[antiRepublicrat]

So what. Password-salting is a mitigation against crackers, as well.

Salting is a simple common practice in cryptography that was in place long before Microsoft made NT. Microsoft's inability to follow common practice simply resulted in another weak link in the security chain.

So, tell us, given a Windows box with EFS installed and 14+ character passwords, how long is it going to take you to crack the passwords?

Okay, exactly how many systems out there does that apply to? I've already told you what Rainbow Crack can crack, and it applies to all but a tiny fraction of home, corporate and government Windows systems out there.

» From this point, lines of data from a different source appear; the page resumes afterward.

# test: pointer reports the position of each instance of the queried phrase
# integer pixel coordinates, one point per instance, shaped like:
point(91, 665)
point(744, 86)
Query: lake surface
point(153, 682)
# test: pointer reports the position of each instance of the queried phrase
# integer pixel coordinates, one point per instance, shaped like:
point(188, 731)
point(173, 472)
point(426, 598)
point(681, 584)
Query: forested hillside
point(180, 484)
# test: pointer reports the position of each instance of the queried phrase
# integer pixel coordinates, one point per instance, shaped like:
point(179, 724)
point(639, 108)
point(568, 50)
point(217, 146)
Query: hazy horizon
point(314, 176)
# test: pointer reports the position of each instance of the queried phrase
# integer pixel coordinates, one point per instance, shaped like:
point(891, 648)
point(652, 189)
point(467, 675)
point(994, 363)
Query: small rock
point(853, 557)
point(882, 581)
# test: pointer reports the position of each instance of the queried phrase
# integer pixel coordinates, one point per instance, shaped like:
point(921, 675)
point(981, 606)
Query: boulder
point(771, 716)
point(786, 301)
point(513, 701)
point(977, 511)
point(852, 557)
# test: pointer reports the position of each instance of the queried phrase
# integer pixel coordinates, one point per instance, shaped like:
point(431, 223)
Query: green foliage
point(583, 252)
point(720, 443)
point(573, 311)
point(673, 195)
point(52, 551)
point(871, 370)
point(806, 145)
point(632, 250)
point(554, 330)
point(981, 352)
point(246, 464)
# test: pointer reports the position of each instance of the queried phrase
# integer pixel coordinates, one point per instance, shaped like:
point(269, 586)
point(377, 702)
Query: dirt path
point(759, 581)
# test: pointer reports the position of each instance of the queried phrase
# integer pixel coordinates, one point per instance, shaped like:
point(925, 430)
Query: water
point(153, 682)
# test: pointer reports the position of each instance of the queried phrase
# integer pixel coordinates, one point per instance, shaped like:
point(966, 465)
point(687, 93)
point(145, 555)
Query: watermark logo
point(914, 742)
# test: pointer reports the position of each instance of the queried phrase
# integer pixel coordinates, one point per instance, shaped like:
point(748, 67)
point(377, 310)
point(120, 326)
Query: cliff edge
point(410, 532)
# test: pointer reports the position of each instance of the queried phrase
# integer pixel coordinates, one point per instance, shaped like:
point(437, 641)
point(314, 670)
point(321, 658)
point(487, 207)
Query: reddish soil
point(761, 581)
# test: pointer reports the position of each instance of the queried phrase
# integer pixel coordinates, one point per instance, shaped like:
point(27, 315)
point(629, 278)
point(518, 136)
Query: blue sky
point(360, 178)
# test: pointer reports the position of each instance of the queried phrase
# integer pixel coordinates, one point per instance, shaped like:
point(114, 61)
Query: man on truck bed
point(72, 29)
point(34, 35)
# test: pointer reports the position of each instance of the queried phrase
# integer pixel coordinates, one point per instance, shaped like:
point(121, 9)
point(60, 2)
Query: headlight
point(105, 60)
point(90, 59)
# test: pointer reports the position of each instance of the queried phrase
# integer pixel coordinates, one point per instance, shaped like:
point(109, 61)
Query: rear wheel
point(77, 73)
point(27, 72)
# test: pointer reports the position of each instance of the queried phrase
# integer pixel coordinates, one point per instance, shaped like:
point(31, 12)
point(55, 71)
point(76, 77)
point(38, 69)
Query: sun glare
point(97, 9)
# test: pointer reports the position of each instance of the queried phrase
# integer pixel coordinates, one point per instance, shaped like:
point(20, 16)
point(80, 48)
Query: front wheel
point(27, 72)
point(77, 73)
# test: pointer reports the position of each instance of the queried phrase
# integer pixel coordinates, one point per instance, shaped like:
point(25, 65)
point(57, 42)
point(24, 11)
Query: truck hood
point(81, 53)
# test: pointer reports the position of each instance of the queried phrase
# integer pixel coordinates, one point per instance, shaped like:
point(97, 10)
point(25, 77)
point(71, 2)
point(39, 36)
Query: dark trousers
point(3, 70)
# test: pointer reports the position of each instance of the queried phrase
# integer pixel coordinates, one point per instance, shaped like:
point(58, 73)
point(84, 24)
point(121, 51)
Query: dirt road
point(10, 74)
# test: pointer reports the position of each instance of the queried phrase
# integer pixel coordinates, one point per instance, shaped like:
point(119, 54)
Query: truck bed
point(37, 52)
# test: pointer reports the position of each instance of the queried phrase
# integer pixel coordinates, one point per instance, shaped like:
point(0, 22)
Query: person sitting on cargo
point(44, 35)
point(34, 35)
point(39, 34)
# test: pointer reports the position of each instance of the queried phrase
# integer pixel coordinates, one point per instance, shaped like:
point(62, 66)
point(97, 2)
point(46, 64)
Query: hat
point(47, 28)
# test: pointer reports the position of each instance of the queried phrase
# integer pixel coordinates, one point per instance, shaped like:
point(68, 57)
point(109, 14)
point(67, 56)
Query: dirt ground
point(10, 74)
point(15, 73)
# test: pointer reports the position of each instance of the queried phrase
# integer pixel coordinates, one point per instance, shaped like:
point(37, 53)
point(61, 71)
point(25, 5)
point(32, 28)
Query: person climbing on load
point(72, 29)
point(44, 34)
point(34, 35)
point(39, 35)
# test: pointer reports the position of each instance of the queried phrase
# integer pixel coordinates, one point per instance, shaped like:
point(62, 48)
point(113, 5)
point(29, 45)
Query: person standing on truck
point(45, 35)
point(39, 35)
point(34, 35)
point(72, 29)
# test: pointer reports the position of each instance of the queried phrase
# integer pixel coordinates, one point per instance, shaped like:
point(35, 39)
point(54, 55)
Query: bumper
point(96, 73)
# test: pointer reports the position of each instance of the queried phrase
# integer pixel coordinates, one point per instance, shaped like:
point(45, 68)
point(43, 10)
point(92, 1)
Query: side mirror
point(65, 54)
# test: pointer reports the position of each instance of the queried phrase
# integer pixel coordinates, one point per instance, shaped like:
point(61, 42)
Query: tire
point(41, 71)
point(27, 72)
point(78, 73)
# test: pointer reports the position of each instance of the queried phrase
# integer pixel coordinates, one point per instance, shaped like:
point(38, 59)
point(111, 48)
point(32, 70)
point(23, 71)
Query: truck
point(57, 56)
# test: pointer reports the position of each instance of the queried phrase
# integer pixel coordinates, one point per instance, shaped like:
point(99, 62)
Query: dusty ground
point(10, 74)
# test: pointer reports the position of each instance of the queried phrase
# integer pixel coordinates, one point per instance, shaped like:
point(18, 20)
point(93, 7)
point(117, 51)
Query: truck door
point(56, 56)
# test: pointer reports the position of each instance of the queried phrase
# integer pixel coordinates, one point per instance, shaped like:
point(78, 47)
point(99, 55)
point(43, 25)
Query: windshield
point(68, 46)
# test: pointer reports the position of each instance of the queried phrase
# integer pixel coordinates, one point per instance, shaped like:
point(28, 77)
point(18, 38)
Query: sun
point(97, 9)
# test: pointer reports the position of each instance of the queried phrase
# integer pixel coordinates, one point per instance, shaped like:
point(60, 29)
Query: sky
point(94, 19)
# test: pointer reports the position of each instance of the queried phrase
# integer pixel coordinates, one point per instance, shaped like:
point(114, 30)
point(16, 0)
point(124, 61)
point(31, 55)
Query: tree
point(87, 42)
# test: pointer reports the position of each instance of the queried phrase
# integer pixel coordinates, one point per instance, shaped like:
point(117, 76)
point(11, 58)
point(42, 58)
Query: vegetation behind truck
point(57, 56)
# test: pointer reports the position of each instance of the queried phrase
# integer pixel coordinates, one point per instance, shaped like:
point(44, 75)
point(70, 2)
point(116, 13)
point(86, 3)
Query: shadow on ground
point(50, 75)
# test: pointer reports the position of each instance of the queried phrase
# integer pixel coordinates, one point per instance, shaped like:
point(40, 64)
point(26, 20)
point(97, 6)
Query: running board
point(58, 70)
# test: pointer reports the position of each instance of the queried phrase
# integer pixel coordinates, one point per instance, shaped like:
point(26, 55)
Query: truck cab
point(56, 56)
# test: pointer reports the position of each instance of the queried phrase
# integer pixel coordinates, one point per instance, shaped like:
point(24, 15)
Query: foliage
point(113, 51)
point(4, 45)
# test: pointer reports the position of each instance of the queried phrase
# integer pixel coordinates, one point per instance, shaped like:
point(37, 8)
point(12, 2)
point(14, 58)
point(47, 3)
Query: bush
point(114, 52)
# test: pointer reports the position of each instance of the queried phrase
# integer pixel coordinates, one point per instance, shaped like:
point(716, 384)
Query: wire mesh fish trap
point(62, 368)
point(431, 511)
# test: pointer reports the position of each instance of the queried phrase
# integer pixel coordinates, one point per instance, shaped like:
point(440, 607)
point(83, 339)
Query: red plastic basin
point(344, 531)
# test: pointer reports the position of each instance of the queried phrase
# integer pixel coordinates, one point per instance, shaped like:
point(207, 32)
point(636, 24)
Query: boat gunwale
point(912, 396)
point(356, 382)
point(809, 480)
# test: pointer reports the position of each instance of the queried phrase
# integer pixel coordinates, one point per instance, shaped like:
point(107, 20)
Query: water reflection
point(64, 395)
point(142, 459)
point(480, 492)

That is a security problem.

[Bush2000]

Salting is a simple common practice in cryptography that was in place long before Microsoft made NT. Microsoft's inability to follow common practice simply resulted in another weak link in the security chain.

Yet again, salting does not make passwords unbreakable. So you're not making any point.

Okay, exactly how many systems out there does that apply to? I've already told you what Rainbow Crack can crack, and it applies to all but a tiny fraction of home, corporate and government Windows systems out there. That is a security problem.

Look, here's the challenge. I'll use strong passwords. I'll encrypt my filesystem with EFS. You tell me how long it's going to take you to (1) crack EFS and get the hashes, and (2) crack the hashes and give me plaintext passwords.

[for-q-clinton]

Okay, exactly how many systems out there does that apply to? I've already told you what Rainbow Crack can crack, and it applies to all but a tiny fraction of home, corporate and government Windows systems out there. That is a security problem.

It's a waste of time to talk to antiRepublicrat. He argues in circles and will admit to nothing. Even when proven (via links) wrong he'll just change topics and extend the point to something else. He's just upset that Linux's one user experience that's better than windows is that it doesn't require as long of a password for the same level of password protection. Oh ya, he didn't realize that's what salting was early on, so he made it out like it was something it wasn't and is now trying to safe face by arguing meaningless items (and changing between OS's to make points).

Even his fellow OSS guys have left him alone on this thread because they don't want to be embarrassed by association.